The Art of Gaming
Since the advent of effective digital printing and publishing technology, and the influx of money from Kickstarter/Indiegogo into the market, there has been a tendency amongst some wargames and roleplaying companies to value production over content.
Every week as I trawl through the various hobby magazines and news sites I look with envious eyes at the glossy, high-art productions of the big companies. Then I look at the prices of their books. Even with the economy that comes with the scale of production, the prices are way higher than ours, and that is because they feel they need to compete on eye-candy. Whether this then translates into a good gaming experience is for each of you to determine.
Now I like a well-produced book, with high production values and decent graphics, as much as the next man, but I value the content of the game more. After all, if it does not play well then all the marketing input in the world shall not make it better.
Yes, it will sell well initially, but the sales will quickly tail off as people realise that it is a turkey. Look along your bookshelf and count the number pretty books that you have tried once, but have never actually played again. I can see at least a dozen on my own.
Either the systems are clunky/over complicated, or they were obviously never play tested, or even that the layout is the victim of a graphics overload. If you can barely read it you won’t be able to play it.
The Ministry of Gentlemanly Warfare
One of the things Charles and I agreed on, right at the beginning, was that the KISS principle had to apply to the rules and the book had to be clean, clear and well-referenced. From this came our numerical cross-referencing system.
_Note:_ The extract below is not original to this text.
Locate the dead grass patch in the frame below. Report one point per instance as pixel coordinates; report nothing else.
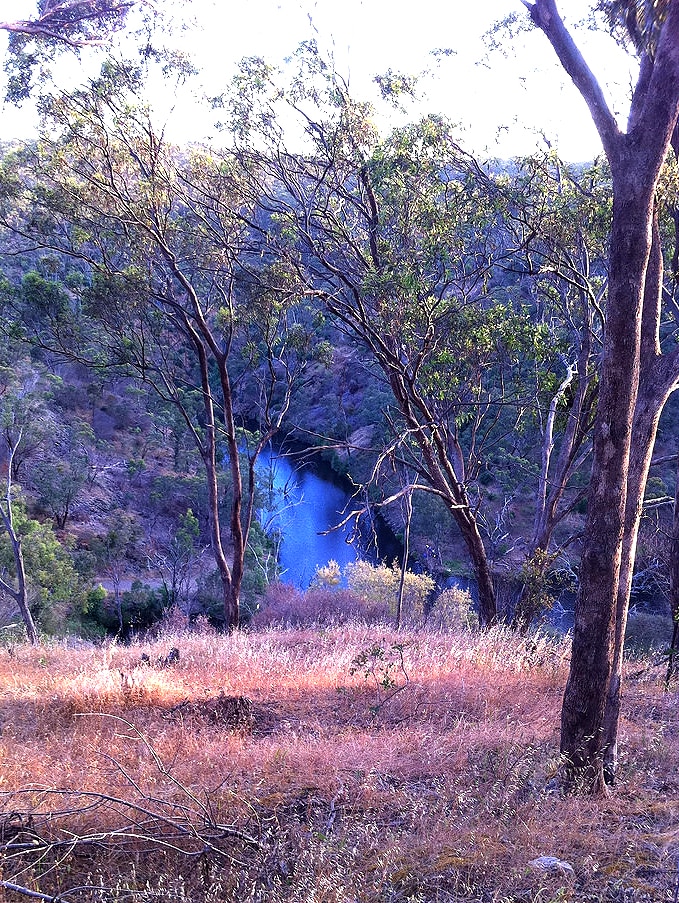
(258, 767)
I like to think that we succeeded.
Now, as independent publishers, we are standing by these principles, with the added realisation that art costs a lot of money. As the son and brother of artists I believe in paying them what they are actually worth. Which means, other than covers, we shall not be including a lot of original art in our books. Instead, we will include lots of photographs of the games in play.
We also took the decision, once we were independent, to go to A4 size pages and a decent-sized font. Clarity is not just about style, it is also about actual readability.
Our first book, Daishō, was late because we were so picky about the layout. Now we know what we need to specify, and how long a layout artist needs, we shall factor this into our future works.
So the essence of the Ministry of Gentlemanly Warfare style will be clarity. We hope you like it.